Von der Leyen face aux eurodéputés pour décrocher un second mandat

  • Les eurodéputés votent jeudi sur la reconduction comme présidente de la Commission européenne d'Ursula von der Leyen, qui tentera de s'assurer une majorité allant potentiellement des Verts au parti de Giorgia Meloni
  • L'issue du scrutin, qui aura lieu à bulletins secrets à partir de 13H00 (11H00 GMT), s'annonce serrée après la poussée de l'extrême droite aux élections de juin, même si la conservatrice allemande semble en bonne position

STRASBOURG: Les eurodéputés votent jeudi sur la reconduction comme présidente de la Commission européenne d'Ursula von der Leyen, qui tentera de s'assurer une majorité allant potentiellement des Verts au parti de Giorgia Meloni en présentant sa feuille de route pour les cinq ans à venir.

L'issue du scrutin, qui aura lieu à bulletins secrets à partir de 13H00 (11H00 GMT), s'annonce serrée après la poussée de l'extrême droite aux élections de juin, même si la conservatrice allemande semble en bonne position après d'intenses pourparlers avec les groupes politiques.

Les Vingt-Sept s'étaient entendus fin juin pour lui accorder un nouveau mandat de cinq ans à la tête de l'exécutif européen, où elle s'est imposée depuis 2019 à travers les crises, du Covid à la guerre en Ukraine, tout en élaborant des législations majeures: Pacte vert, règles numériques, pacte asile et migration...

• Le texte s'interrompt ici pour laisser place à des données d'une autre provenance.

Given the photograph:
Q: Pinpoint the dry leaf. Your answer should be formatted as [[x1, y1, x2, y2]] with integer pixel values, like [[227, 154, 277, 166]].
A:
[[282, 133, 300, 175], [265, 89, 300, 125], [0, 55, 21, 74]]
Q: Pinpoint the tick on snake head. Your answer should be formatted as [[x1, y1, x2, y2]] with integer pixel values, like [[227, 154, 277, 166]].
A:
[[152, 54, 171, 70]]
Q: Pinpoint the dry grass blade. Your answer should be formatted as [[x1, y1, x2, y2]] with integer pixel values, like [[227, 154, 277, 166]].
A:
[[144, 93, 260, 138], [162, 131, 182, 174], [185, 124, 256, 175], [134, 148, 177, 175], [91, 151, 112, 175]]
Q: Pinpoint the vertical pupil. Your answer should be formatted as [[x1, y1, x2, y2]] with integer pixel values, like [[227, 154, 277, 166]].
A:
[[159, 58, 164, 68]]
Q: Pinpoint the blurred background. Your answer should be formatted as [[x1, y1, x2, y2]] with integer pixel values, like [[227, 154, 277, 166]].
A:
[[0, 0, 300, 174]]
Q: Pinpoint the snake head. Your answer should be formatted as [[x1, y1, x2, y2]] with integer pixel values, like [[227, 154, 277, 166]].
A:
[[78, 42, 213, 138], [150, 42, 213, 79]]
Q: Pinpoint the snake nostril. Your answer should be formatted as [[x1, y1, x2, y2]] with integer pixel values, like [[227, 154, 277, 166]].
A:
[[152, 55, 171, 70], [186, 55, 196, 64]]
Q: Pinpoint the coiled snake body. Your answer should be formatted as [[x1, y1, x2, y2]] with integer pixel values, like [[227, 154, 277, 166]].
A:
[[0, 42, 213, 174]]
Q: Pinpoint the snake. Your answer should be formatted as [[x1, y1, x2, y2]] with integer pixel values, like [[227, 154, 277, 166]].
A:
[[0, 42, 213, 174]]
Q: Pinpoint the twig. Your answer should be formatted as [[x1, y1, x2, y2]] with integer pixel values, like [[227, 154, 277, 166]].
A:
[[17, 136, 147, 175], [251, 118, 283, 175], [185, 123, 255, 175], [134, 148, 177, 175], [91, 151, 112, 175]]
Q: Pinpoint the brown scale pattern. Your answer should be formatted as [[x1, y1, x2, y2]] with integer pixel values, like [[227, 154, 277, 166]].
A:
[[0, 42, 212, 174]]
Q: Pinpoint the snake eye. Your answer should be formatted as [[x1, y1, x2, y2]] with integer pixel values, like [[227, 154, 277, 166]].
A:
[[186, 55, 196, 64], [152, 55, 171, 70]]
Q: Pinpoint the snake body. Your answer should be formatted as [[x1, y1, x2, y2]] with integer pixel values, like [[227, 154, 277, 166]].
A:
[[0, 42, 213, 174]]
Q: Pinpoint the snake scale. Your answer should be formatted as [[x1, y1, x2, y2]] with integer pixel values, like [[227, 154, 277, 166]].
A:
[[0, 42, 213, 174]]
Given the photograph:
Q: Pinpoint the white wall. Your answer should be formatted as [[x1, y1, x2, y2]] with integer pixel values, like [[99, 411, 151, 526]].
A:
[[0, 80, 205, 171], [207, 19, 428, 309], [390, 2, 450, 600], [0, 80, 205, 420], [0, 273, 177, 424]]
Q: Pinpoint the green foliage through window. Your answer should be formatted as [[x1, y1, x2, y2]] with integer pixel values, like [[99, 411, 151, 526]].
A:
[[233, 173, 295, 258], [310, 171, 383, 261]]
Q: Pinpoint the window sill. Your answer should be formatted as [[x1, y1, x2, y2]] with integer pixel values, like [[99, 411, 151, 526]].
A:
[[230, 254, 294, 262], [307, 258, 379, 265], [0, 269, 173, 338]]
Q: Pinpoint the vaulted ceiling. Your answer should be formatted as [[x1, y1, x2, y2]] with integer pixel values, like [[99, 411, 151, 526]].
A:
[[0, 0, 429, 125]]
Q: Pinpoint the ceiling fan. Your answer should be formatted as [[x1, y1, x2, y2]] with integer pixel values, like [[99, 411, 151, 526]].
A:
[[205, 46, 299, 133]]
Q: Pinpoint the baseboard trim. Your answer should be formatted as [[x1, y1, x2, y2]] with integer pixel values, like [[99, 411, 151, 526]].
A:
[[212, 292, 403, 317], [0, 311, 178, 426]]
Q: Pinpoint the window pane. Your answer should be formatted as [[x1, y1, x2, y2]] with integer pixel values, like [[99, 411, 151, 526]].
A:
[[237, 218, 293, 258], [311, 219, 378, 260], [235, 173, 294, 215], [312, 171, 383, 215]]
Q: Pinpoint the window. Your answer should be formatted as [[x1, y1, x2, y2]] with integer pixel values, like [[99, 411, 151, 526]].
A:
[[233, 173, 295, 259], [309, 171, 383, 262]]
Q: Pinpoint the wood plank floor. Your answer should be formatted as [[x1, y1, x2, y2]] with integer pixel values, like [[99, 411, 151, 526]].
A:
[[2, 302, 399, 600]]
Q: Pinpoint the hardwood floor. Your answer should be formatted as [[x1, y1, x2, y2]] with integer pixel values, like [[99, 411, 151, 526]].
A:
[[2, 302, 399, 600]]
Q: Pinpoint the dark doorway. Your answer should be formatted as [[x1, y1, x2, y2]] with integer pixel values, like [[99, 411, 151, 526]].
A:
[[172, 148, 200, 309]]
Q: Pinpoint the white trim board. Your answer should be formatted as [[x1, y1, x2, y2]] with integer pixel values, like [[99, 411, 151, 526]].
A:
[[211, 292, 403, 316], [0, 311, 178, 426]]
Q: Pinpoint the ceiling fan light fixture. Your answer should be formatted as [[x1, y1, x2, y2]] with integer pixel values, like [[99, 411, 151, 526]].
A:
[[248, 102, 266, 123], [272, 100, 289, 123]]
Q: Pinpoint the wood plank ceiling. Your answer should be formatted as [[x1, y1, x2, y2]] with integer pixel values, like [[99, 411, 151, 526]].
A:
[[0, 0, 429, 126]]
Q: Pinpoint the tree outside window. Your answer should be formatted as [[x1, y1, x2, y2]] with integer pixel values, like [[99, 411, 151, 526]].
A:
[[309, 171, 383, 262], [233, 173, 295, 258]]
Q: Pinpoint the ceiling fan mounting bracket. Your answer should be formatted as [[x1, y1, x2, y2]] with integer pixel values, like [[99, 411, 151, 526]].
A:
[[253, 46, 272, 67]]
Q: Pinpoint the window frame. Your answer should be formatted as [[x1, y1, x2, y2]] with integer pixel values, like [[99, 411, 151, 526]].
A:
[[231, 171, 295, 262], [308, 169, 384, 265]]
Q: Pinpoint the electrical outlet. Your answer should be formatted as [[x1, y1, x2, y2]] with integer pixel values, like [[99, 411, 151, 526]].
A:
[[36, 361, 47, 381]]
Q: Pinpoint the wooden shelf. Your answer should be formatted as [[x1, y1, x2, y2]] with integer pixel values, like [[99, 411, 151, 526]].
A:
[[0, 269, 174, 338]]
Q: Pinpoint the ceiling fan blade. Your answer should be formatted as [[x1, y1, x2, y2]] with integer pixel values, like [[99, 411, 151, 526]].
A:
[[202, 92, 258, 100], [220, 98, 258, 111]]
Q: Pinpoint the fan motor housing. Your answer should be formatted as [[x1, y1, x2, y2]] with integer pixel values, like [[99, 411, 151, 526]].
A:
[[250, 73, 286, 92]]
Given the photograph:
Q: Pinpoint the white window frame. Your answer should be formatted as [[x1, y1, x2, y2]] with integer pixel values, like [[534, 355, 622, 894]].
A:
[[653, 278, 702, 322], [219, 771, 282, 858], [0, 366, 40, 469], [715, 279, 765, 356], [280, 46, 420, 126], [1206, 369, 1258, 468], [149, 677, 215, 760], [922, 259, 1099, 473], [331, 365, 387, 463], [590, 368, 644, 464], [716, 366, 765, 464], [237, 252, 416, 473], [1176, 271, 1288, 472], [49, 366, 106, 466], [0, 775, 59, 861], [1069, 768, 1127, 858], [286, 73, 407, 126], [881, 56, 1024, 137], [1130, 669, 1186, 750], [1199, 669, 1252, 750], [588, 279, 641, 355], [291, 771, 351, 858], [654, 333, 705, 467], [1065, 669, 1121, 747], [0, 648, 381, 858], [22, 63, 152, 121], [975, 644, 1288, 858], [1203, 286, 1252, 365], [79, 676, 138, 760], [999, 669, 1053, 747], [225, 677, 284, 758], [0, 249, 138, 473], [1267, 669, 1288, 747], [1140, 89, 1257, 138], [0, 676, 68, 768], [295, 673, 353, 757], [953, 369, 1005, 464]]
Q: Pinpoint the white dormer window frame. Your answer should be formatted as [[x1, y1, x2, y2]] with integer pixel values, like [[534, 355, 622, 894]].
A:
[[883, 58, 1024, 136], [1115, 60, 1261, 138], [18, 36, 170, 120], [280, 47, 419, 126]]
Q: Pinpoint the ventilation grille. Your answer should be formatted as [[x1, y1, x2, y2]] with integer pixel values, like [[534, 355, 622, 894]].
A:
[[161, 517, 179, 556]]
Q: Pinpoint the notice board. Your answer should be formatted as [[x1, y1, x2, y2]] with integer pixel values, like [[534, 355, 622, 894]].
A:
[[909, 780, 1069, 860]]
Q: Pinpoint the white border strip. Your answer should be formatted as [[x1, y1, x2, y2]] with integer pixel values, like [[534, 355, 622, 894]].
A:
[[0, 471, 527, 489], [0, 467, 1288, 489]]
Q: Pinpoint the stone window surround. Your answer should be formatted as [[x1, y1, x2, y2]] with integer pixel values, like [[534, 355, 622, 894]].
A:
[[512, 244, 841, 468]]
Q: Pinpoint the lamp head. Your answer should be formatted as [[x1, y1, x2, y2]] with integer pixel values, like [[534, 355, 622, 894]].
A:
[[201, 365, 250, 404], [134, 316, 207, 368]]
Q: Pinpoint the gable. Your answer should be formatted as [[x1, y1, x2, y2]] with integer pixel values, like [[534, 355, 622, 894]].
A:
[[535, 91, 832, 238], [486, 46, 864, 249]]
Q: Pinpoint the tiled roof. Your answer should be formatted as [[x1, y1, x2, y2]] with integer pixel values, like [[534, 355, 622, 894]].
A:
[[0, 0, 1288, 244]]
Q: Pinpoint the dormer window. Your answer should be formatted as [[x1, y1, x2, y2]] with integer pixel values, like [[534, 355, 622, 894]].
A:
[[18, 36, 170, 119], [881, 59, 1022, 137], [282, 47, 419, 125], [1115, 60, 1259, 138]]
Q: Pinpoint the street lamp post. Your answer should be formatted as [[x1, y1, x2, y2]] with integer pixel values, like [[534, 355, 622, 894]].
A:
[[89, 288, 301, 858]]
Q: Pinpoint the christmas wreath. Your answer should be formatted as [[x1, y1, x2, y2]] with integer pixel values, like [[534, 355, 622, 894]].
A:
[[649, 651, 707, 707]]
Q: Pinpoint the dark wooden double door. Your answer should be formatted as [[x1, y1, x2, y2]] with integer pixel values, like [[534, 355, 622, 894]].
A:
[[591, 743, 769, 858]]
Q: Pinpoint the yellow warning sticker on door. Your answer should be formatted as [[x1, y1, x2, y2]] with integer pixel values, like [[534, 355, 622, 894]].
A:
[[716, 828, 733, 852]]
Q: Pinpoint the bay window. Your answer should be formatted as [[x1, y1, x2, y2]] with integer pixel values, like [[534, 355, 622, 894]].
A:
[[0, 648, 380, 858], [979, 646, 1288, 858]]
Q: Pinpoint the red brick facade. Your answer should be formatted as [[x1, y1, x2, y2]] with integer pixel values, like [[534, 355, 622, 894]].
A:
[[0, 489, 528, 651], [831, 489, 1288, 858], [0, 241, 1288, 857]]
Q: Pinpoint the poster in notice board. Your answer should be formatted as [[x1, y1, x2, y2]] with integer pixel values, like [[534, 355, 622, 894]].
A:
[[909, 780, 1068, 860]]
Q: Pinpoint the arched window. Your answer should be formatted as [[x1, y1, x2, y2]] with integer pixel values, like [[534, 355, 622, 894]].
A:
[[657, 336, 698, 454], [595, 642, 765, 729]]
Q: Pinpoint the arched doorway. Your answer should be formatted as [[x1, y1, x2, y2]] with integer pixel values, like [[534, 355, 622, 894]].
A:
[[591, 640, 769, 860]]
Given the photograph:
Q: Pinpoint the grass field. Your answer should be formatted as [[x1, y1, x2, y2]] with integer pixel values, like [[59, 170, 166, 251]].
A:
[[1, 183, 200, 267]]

Mme von der Leyen, 65 ans, doit désormais s'assurer le feu vert d'au moins 361 des 719 eurodéputés réunis en plénière à Strasbourg, où elle présentera, avant le vote, son projet politique de sorte à répondre aux attentes --parfois contradictoires-- des divers groupes.

Le Parti populaire européen (PPE, droite), dont la responsable allemande est issue, reste la première force du Parlement (188 élus). Les sociaux-démocrates (S&D) occupent 136 sièges et les libéraux (Renew) 77. La grande coalition réunissant ces trois partis serait ainsi suffisante.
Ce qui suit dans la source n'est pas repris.